Das mit dem VA-Beschluss DS Nr. 18-08216 beschlossene, städtische Bücherschrankmodell begründet sich nicht allein auf der damals gegebenen Wirtschaftlichkeit. Wesentlicher Anspruch an die städtischen Bücherschränke ist die Wahrung eines einheitlichen Stadtbildes und eines adäquaten Erscheinungsbildes der Schränke als sog. „öffentliches Mobiliar“. Maßgeblich dafür ist das einheitliche städtische Bücherschrankmodell aus hochwertigen, beispielsweise wetterbeständigen Materialien, die eine Langlebigkeit des Schrankes garantieren sollen. Ein einheitliches Bücherschrankmodell erleichtert zudem eine standardisierte Gewährleistung der Verkehrssicherungspflicht (darunter regelmäßige Sicherheitsbegehungen sowie Instandsetzungen/Reparaturen), die die Verwaltung unter entsprechendem Personal- und Kostenaufwand für jeden einzelnen Schrank erfüllen muss.

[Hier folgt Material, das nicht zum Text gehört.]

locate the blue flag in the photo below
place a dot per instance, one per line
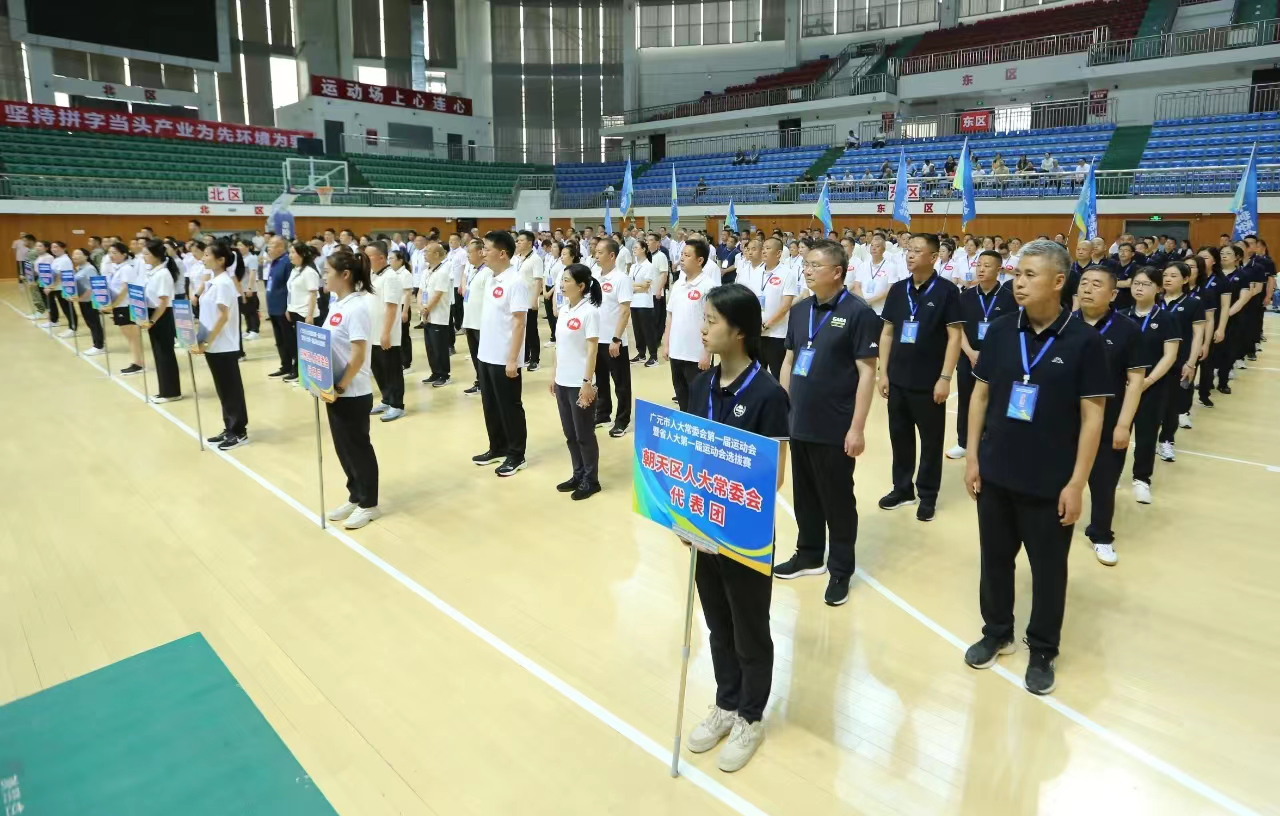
(963, 182)
(823, 210)
(1244, 205)
(901, 212)
(1087, 207)
(675, 201)
(627, 192)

Zu 3.: Welche Möglichkeiten bestehen, die Stadtbezirke zu unterstützen, doch kostengünstigere, verkehrssichere und dazu noch barrierefreie eigene Bücherschrankmodelle (z.B. Telefonzellen) im öffentlichen Raum aufzustellen?

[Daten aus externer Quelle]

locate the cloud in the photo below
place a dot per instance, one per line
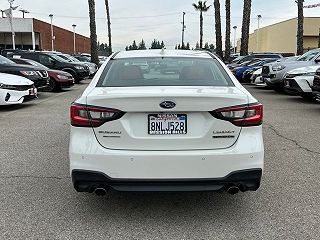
(149, 19)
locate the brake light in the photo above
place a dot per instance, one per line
(89, 116)
(243, 116)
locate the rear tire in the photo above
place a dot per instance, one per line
(74, 75)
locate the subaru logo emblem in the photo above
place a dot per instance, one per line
(167, 104)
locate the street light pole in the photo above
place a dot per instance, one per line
(11, 25)
(52, 36)
(183, 28)
(235, 39)
(24, 12)
(74, 38)
(258, 33)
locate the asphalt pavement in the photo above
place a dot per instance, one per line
(37, 200)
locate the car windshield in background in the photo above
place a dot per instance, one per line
(132, 72)
(55, 57)
(308, 56)
(6, 61)
(36, 64)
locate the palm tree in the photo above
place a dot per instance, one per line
(245, 27)
(300, 27)
(93, 32)
(228, 30)
(201, 7)
(218, 28)
(109, 24)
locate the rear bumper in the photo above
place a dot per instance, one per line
(67, 84)
(86, 154)
(88, 181)
(291, 87)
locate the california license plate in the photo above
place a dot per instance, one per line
(32, 91)
(167, 124)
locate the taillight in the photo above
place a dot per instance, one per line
(88, 116)
(243, 116)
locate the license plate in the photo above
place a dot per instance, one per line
(167, 124)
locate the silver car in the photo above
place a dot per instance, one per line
(273, 74)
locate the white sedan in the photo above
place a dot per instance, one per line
(192, 127)
(15, 89)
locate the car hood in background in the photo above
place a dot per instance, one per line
(308, 69)
(10, 79)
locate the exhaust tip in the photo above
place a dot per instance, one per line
(100, 191)
(233, 190)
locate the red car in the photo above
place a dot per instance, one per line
(58, 79)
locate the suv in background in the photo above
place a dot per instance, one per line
(273, 74)
(243, 59)
(316, 85)
(37, 75)
(52, 61)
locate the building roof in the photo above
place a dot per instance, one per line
(162, 53)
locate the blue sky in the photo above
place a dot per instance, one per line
(150, 19)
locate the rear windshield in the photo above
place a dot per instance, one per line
(131, 72)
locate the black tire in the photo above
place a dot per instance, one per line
(53, 86)
(308, 97)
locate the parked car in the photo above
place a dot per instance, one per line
(274, 73)
(243, 74)
(247, 58)
(15, 89)
(299, 81)
(157, 132)
(93, 68)
(316, 85)
(37, 75)
(58, 79)
(52, 61)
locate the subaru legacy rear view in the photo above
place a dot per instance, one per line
(186, 124)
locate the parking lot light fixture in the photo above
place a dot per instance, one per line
(74, 38)
(235, 39)
(52, 36)
(258, 33)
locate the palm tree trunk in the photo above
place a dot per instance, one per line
(245, 27)
(300, 28)
(218, 28)
(228, 31)
(201, 29)
(109, 25)
(93, 32)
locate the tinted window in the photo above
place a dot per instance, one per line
(308, 56)
(6, 61)
(267, 56)
(164, 72)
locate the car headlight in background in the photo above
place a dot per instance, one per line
(278, 68)
(79, 67)
(8, 87)
(28, 73)
(62, 77)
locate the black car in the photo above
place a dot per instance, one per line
(37, 75)
(52, 61)
(316, 85)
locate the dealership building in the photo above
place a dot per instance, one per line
(282, 37)
(33, 34)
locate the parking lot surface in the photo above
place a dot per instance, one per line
(37, 200)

Das Modell der städtischen Bücherschränke wurde zwischen den verschiedenen Beauftragungen von der Verwaltung stetig weiterentwickelt. So wurde u.a. der Zugang zum Bücherschrank durch die Einrichtung leichter gängiger Türen und eines bodennahen Fundamentsockels möglichst barrierefrei gestaltet. Die Verwaltung steht im ständigen Austausch mit den Bücherschrankpaten und Bürgerinnen und Bürgern, um im Rahmen von Instandsetzungen und Reparaturen die Funktionsfähigkeit und Nutzerfreundlichkeit der Schränke zu erhalten.
Die Aufstellung eigener und individueller Bücherschränke durch die Stadtbezirke im öffentlichen Raum, die von dem festgelegten städtischen Modell abweichen, ist durch den VA-Beschluss DS Nr. 18-08216 ausgeschlossen. Dieser Beschluss fußt auf den unter 2. genannten Gründen.